For most of the world, open-source AI is the only way forward

CrankyBear 209 points 135 comments June 24, 2026
techstrong.ai · View on Hacker News

Discussion Highlights (11 comments)

pmontra

Agreed but I want to see how it plays out. Historically a good Windows computer cost $1000 and it was all it took to start programming. How much does it cost a computer with enough resources to run a good enough AI model for agentic workflows and a reasonable time to first token? Can "most of the world" afford buying one?

echelon

We don't need rinky-dink RTX models that budget VRAM. We need large scale open weights models just as capable as what's at the frontier. And we need the ability to rent compute and spin up the weights easily. One-click, easy enough for anyone. Easier than nerd tools like ComfyUI, Claw, and node graph garbage. Freedom is owning very large scale weights.
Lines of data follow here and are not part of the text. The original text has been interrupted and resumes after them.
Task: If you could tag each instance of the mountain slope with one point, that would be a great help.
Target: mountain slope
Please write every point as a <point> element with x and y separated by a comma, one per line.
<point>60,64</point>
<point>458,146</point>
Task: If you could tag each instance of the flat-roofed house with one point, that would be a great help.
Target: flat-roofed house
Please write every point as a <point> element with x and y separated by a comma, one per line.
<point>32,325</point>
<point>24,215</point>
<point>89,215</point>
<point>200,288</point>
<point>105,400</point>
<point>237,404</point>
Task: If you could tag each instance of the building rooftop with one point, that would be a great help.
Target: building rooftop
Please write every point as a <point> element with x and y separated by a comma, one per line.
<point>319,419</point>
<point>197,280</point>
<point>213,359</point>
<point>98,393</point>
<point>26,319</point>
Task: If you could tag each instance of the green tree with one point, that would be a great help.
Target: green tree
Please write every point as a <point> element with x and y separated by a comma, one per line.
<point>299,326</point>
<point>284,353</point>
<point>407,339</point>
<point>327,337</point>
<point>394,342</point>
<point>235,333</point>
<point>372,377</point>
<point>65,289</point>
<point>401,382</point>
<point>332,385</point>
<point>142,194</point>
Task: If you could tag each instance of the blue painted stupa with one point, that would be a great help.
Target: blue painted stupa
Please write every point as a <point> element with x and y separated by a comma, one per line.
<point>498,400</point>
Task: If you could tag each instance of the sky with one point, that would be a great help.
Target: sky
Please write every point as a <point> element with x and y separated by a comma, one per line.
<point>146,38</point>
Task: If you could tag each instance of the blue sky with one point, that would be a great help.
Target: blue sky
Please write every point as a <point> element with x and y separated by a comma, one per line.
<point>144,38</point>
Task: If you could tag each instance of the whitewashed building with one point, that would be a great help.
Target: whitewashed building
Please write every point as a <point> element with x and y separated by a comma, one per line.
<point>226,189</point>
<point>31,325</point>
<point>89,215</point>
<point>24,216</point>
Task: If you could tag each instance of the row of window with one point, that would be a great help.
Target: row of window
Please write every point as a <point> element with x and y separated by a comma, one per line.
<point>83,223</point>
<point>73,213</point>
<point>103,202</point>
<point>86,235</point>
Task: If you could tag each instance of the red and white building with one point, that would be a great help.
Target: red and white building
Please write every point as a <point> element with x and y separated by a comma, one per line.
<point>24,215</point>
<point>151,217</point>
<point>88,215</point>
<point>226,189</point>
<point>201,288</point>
Anything less is subsistence.

blakesterz

There's a video of the entire session here: https://webtv.un.org/en/asset/k14/k14ej1ucqu?kalturaStartTim... (if that link doesn't work, it starts about 12 minutes into the start)

mbgerring

There is no reason we should accept the enclosure of the digital commons represented by AI. The data these models are trained on amounts to the total intellectual and artistic output of human kind through recorded history. It belongs to all of us, and accordingly, so should the models and weights produced by it.

robwwilliams

Yann is on the mark. Almost amusing to see the EU along with its many former “subjects” realize they are at great risk of joint Chinese-American hegemony in AI. We should all be more terrified of a few nation states defining the agendas and policies of AI use than current Ai variants that a inherently without purpose or autonomy. Great analogy to the fear of the printing press being really bad news in that it enabled the rabble to get aroused.

paxys

We aren’t going to have Open Source AI without Open Source hardware specs and Open Source manufacturing. Software has been solo driving open computing for far too long, and with AI now the bottlenecks are finally moving up the stack.

dippogriff

Edge models will get much better after the current insane capex and organic data for pre-training is dried out. But hard to see how the best open source models will ever come close to the best closed ones.

peterlk

Over the long term, it seems like open models must win out. This feels like it rhymes with the story of operating systems. Despite the enormous financial contributions of Microsoft and Apple, linux still won because control matters over the long term. I predict that mech interp and things like Neuronpedia will matter more and more over time, and the frontier providers are disincentivized from providing those tools

prmoustache

What is Open-Source AI? Has it been defined? By all accounts, all AI companies starting with open are doing proprietary stuff. All models delivered for free as "open-models" are just freeware as no source is really provided.

mossTechnician

> LeCun framed AI as an infrastructure-level platform that will soon mediate "all of our interaction with the digital world with information more generally" This doesn't read as revolutionary, it reads as accepting a premise without explaining how and why it will and must be the case. Some of my favorite parts of the internet - wikis and forums and blogs - are special to me because there is no procedurally generated mediator between me and the information. I don't want a summary that was never intended by the author. I don't want the rough edges shaved off every blog until they all sound like they were written with an identical voice. Maybe some people would like that some of the time, but all ?

snootypoot

not only is he correct, but this path will result in openai going the way of enron. i hope in the case of openai and their collaborators in nvidia we see more people going to prison.